Even today, terminal emulators like Gnome Terminal still open by default with 24 lines of 80 columns, so there's still value in making code readable in that resolution (though nowadays, the main advantage is making it easier to read code side-by-side in multiple windows).
Most of the bad habits stem from how C is taught.
It should not be the first language freshmen are taught in universities. All the effort will be wasted on teaching basic programming instead of the actual language and good programming habits.
Pointers and the memory model are core concepts and should be taught early on. The worst programming books I have seen introduce them in the very last chapter, often called "advanced language features" or something similar.
It is not a compiled scripting language for Unix systems either and should not be programmed with a text editor on a remote machine. The programmer should have a proper development environment installed locally.
Valgrind and and Clang's sanitizers should be used extensively. There is no such thing as partial credit when it comes to memory correctness.
If a certain QuakeNet IRCop is reading this, thank you. Your uni C course managed to avoid all the pitfalls above.
"should not", "They should have" ... well, it had to!

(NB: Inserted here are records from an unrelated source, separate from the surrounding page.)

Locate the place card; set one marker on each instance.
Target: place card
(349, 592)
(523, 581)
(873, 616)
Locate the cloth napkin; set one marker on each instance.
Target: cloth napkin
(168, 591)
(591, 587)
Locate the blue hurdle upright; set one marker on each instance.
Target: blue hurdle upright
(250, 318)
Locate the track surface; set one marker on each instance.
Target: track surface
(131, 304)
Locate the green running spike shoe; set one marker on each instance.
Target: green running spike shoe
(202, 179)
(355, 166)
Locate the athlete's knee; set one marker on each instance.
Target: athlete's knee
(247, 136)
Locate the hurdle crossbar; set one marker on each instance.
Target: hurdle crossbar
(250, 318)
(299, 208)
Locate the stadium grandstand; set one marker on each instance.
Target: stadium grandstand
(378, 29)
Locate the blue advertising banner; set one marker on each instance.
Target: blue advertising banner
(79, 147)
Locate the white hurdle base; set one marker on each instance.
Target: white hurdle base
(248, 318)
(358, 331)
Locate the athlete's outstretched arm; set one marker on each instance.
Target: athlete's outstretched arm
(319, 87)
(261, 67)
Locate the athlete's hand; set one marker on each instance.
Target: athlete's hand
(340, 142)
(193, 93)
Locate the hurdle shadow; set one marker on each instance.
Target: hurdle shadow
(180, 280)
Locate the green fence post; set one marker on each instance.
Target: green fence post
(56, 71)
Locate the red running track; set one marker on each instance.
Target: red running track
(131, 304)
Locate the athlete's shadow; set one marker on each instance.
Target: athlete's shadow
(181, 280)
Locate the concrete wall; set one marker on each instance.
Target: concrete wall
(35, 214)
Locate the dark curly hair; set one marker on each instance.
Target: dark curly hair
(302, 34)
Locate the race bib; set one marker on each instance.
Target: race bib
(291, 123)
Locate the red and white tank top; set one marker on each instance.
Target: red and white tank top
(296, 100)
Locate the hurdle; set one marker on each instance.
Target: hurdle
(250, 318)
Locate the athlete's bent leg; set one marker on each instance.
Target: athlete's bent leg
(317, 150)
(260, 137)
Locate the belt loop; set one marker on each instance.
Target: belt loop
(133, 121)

And they didn't have.
There is no point in trying to forget where C comes from.
"My computer is a LITERAL TELETYPE, so I will enshrine typographical parsimony in every part of this OS/Language I am creating" -K&R
Code quality has zero correlation with typing speed.
Its funny because the article even talks about the importance of reducing space for binaries.
A lot of commercial code is like this, regardless of the language; there just happen to be people trying to sell new languages. They desperately want to convince you that this is all the fault of C and it's nebulous "ethos," and if you just use their new language, it will all magically go away and possibly improve human rights somehow.
AI might kill this convention when everyone pipes their old crusty C code and all of a sudden all the variables are clean and named in the fashion the user loves best (because the AI has learned exactly the quirks of how a specific coder likes it).
AI might also make unicorns real and usher in world peace, while we're wishing for things.
Unicorns are merely an engineering problem tho (specifically, genetic engineering).
So is world peace, while we're saying things that contain the word "merely". :)
One dev uses an autoformatter (black for Python) for his codebase. When he wants to do side by side diff on a laptop, he reduces line width to 70 characters and formats his entire codebase, works with his diff tool, then reformats back to original width.